Science and Environment

Champion rowing team of cancer survivors also battles plastic pollution

Kristine Joy Patag - Philstar.com

CEBU, Philippines — Living a full, inspiring life as a dragonboat team after a cancer diagnosis is one feat that the Cebu Pink Paddlers have ticked off their “To Do” list. But the ladies have taken on another challenge: Advocate and work for cleaner waters.

When the team headed out to the Mactan Channel for their training early Thursday morning, they did not only bring their paddles. They brought along sacks and tongs to pick up trash floating in the waters too.

"We started the clean up drive last October 2019, in line with Breast Cancer Month. We see a lot of garbage during our training so we thought that it’s time to act and give back to the Mother Nature," Coach Christian Ian Sy said.

READ: On World Cancer Day, a champion dragon boat team of survivors creates ripples of hope, courage

On the first day that the Paddlers conducted their clean-up drive, the team filled 21 sacks of trash.

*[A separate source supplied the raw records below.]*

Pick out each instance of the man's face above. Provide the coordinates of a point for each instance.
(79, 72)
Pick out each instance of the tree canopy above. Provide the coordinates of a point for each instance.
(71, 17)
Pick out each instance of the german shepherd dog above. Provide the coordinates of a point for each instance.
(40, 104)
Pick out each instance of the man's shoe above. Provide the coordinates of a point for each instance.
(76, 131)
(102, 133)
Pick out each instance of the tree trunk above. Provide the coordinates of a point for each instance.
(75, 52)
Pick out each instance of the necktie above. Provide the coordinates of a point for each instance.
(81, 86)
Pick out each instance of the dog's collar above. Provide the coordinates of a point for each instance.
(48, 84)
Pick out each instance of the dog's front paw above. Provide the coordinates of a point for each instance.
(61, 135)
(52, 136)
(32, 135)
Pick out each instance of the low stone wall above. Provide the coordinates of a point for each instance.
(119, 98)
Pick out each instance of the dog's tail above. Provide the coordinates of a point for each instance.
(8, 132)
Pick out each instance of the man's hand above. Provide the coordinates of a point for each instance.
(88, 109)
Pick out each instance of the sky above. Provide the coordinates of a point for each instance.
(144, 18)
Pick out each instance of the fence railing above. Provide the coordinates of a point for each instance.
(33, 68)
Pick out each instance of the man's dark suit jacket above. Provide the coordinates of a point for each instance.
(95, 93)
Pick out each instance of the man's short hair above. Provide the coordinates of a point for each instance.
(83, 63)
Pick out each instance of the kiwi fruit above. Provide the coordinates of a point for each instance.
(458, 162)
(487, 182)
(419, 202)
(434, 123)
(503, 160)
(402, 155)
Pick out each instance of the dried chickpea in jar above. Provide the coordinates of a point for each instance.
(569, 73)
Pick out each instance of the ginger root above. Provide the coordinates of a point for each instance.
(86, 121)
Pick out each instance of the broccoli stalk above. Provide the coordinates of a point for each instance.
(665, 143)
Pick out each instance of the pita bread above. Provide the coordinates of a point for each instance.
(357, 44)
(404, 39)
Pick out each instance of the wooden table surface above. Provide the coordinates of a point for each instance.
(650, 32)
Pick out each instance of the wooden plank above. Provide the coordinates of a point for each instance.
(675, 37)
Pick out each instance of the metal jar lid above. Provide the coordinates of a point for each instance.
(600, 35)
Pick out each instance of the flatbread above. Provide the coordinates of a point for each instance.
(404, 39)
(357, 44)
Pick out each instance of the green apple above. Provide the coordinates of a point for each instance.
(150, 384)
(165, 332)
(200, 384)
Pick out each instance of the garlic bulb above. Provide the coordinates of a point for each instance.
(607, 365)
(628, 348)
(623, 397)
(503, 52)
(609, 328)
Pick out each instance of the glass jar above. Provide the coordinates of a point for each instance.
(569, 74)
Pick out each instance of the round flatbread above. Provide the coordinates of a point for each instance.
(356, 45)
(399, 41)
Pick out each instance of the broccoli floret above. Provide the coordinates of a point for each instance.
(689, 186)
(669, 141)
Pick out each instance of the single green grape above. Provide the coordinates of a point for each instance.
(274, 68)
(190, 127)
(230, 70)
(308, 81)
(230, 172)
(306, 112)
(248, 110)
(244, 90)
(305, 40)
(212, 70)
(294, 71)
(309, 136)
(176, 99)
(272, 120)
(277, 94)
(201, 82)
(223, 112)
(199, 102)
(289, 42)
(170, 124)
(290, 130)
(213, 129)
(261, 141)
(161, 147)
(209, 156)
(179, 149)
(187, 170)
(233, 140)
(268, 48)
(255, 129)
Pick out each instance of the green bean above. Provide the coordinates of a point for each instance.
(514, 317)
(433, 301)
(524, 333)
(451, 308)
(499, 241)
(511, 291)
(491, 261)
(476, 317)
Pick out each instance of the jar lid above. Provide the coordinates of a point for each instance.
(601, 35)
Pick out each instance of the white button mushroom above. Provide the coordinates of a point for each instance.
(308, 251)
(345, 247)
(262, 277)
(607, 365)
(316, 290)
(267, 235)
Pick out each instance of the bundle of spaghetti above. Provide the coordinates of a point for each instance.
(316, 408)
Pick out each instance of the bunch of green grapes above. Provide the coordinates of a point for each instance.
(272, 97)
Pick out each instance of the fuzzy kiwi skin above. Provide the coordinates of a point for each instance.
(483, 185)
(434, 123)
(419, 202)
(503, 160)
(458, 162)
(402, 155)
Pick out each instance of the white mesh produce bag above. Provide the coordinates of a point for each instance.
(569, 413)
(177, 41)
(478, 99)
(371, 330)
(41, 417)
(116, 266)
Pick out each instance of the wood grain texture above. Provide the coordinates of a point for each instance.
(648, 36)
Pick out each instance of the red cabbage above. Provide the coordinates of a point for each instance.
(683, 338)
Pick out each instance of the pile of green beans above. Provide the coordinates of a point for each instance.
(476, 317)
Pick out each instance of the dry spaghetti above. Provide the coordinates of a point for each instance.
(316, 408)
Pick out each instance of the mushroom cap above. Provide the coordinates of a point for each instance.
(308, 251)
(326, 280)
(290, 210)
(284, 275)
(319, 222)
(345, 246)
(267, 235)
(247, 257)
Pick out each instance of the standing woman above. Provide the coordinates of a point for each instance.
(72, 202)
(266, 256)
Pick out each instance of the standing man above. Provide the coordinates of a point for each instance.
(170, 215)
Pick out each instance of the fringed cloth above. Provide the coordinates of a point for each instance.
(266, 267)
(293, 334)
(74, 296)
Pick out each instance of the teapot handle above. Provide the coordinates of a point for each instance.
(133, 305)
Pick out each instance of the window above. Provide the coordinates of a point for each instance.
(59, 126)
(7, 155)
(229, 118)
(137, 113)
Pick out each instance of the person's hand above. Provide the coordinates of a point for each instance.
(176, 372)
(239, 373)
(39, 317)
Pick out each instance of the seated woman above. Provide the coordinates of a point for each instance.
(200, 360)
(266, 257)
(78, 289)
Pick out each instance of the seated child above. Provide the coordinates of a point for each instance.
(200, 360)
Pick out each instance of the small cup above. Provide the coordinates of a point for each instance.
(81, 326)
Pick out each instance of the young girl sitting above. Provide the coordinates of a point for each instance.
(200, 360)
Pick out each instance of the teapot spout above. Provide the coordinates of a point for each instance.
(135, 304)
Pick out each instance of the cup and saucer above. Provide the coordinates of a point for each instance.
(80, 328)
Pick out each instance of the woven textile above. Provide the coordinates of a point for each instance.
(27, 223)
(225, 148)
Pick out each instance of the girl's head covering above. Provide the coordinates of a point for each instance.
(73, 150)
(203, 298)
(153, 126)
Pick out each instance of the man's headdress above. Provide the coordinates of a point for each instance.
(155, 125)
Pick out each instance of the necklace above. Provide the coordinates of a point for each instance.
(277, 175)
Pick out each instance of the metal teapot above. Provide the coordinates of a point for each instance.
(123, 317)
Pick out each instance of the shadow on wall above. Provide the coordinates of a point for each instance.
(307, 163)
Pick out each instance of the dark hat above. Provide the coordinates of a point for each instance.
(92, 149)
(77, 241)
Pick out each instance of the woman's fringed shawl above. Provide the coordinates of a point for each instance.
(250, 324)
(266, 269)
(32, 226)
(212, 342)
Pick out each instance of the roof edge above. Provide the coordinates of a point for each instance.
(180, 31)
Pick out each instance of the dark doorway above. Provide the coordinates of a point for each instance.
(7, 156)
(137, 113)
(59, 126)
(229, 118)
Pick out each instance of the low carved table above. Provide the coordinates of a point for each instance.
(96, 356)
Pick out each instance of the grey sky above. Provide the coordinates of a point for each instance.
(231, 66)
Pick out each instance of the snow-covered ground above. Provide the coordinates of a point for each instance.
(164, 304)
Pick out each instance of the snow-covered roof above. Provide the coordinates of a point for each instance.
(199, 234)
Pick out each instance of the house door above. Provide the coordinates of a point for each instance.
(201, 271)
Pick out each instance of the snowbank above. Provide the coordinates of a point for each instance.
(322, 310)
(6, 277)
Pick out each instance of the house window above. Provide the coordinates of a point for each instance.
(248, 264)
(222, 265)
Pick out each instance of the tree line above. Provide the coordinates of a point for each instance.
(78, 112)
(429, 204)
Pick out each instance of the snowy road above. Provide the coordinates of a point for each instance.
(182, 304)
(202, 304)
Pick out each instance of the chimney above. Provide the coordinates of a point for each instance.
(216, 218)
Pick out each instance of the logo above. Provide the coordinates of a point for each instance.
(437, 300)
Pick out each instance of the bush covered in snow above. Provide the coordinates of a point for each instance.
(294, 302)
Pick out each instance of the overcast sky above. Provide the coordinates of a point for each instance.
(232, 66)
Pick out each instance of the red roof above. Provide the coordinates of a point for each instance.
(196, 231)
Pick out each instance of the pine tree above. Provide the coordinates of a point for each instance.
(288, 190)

"One time, when we were paddling, we saw the waters filled with floating trash so with our coach, we came up with [the idea] why not [clean?]" said Teofila Ladera, the eldest member of the team.

She added that they even ran out of sacks to put the garbage in.

The trash they pick up from the Mactan Channel ranges from dead animals, to coco husks to used diapers.

But the bulk of the trash that they pick up is plastics: Water bottles, sachets, food wrappers and plastic bags.

Plastics pollution

A recent Social Weather Stations survey commissioned by the Global Alliance for Incinerator Alternatives found that seven out of 10 Filipinos want single-use plastics banned at all times.

Sando bags (71%) topped the list of materials that should be regulated or used less, according to the survey’s 1,800 respondents.

This was followed by plastic straws and stirrers (66%), plastic "labo" bags or transparent plastic without a handle (65%), styrofoam containers (64%), sachets (60%), tetra pack for juices (59%), plastic drinking cups (56%), plastic spoons and forks (54%), plastic bottles for juice (49%) and plastic bottles for water (41%).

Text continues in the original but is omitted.